The arguments of the Corrientes ruling party

“Make room in the suburbs for 800 thousand Corrientes” if the National Wetlands Law prospers, he went so far as to say to field bugs a national deputy from Corrientes, the radical Jorge Vara, former provincial Minister of Production and author of his own national wetlands bill, in line with the demands of the productive sectors. In a September 2020 note, the media outlet postulated that, according to the criteria applied in the legislation, “70 percent of the surface of the province could be left unproductive”. That argument appears in the shorthand version. Like these others: “It cannot be that legislators from dry, rocky areas come to solve the productive system in Corrientes for us”; “We are not willing to be turned into a productive mummy.”

Barrionuevo, who in that session postulated the need for “the production system to be sustainable from an environmental point of view as well,” trusts that the inventory, as a precision instrument, will be the way out of “the dogmas.” On the contrary, Spataro believes that the existence of a provincial inventory reflects the “fear” of the political power that there is a “coordinated process from the Nation with a strong scientific methodology, which implies that there are more wetlands than those that the province wants recognize”.

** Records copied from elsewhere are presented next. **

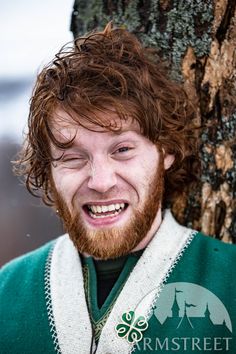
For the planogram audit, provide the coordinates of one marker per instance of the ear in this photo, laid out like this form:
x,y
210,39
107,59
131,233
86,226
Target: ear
x,y
168,160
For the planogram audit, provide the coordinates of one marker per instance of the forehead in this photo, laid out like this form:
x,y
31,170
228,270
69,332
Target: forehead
x,y
65,127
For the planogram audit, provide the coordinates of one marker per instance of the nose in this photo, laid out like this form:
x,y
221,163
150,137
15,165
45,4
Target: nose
x,y
102,177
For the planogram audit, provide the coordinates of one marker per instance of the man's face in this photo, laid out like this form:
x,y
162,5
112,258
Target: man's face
x,y
108,186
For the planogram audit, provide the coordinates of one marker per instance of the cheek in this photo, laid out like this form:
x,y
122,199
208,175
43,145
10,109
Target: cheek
x,y
66,183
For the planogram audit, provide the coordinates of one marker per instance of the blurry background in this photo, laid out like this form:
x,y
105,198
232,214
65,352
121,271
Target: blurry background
x,y
31,33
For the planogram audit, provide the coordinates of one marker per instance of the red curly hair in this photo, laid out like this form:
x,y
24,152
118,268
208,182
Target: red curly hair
x,y
108,69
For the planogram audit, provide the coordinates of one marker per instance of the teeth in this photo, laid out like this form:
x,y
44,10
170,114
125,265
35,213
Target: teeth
x,y
103,216
105,208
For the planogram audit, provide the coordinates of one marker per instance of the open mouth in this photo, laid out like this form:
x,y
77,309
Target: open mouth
x,y
105,211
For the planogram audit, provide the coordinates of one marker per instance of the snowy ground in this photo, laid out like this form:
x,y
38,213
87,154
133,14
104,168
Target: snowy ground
x,y
31,33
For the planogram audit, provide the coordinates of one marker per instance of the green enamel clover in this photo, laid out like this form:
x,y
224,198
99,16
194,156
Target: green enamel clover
x,y
131,327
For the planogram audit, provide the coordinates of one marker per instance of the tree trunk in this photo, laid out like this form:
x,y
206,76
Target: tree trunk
x,y
198,39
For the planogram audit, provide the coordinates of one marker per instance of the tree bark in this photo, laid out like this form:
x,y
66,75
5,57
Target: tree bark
x,y
198,39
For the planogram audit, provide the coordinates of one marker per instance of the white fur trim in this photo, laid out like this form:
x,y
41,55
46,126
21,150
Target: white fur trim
x,y
69,306
150,273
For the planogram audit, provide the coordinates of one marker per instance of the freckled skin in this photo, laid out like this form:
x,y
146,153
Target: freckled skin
x,y
103,166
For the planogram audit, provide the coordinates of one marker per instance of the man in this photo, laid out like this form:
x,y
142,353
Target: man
x,y
110,143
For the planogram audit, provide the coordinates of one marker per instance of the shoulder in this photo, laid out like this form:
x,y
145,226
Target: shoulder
x,y
214,246
27,262
210,255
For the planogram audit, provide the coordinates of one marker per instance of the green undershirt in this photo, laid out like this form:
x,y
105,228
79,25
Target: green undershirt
x,y
104,280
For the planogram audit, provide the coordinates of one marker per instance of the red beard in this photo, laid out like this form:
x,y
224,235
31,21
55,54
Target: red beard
x,y
117,241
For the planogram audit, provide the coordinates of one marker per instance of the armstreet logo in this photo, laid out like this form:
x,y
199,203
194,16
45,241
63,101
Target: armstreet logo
x,y
185,317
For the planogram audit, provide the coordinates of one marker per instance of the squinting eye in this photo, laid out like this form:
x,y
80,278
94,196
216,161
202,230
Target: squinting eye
x,y
123,149
73,162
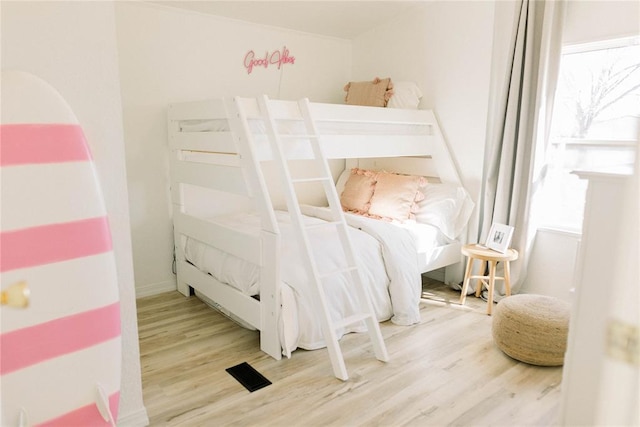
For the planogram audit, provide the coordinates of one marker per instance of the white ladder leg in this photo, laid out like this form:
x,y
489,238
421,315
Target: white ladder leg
x,y
338,224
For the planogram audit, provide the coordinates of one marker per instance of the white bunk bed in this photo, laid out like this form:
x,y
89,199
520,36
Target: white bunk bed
x,y
204,139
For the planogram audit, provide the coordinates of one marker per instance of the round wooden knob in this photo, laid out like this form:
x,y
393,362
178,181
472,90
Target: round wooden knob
x,y
16,295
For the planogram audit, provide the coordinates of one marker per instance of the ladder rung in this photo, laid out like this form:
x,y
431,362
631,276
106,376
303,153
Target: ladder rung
x,y
323,224
355,318
298,135
315,179
337,271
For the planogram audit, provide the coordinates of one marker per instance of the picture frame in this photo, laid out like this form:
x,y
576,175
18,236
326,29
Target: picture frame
x,y
499,237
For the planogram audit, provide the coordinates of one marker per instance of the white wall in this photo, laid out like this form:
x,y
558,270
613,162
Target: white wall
x,y
589,21
169,55
445,47
72,46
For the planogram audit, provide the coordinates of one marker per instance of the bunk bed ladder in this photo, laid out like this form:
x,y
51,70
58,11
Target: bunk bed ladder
x,y
336,225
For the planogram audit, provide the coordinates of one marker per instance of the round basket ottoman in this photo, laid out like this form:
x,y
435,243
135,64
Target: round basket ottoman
x,y
532,328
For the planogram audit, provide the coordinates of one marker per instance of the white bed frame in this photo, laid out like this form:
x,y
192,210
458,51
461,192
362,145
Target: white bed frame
x,y
405,141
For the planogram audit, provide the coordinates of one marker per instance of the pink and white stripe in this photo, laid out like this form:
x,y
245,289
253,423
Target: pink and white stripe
x,y
55,235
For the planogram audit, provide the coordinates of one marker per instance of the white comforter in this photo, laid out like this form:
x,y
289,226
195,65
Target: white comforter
x,y
387,257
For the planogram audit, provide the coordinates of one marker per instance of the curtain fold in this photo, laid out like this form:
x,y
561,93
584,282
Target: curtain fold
x,y
514,164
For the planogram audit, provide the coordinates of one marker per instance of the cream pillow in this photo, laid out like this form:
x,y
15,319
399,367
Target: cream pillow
x,y
375,93
395,196
405,95
358,190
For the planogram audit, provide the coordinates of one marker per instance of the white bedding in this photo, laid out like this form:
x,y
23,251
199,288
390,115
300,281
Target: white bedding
x,y
386,253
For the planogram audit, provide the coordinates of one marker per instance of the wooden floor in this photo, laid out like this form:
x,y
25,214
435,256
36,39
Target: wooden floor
x,y
444,371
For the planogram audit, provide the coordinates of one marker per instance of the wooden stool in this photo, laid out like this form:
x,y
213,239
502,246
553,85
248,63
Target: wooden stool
x,y
491,257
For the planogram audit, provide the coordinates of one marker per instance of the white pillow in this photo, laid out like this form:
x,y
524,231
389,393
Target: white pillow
x,y
405,95
445,206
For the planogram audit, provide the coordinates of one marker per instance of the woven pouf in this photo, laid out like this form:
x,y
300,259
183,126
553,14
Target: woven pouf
x,y
532,328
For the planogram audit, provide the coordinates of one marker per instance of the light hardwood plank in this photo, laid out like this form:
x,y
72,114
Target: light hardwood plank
x,y
444,371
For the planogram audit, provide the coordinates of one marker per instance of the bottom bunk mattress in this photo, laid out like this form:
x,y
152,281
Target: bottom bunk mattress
x,y
386,253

Background: the Pino Solanas project

There is a precedent for that Senate resolution. The environmental lawyer tells it Enrique Vialewho worked with Sunshine Pine when the legislator presented the project in Congress in 2016. He also detected the fierce opposition of the senators from Corrientes. And in fact, in the third and last attempt for the sanction of the law, the text was stalled in a commission chaired then by a Corrientes, José Ruiz Aragón (FdT), the one of Agriculture. Viale assures that the one on wetlands is “the most lobbed law in history”, above the one on forests and glaciers.

Losses caused by fires

“A wetlands law would not have stopped all this. Nobody can know if the fires had not occurred, because there is also drought and climate change, but surely it would be better if it existed, even for production. A law orders the territory and the productive activities on these ecosystems, without prohibiting them. Wetlands act as firebreaks, they are sponges that provide water in times of drought and remove it in times of excess water. Its conservation is key to confronting climate change”, explains Viale. And he adds: “They always tell us that the law for entering the provinces. The devastating fires in Corrientes are the best and saddest example that destroying the environment is economically very negative: there is talk of losses of 75 billion pesos”.

A few in their extreme arrogance invented the path of their own destruction. In their ambition they want the citizens to pay for this through production recovery funds. All the money and public transfers must go to guarantee environmental restoration, peasant settlers and affected communities, firefighters, and promote a true fire management plan, based on the implementation of the Wetlands Law,” concludes Spataro.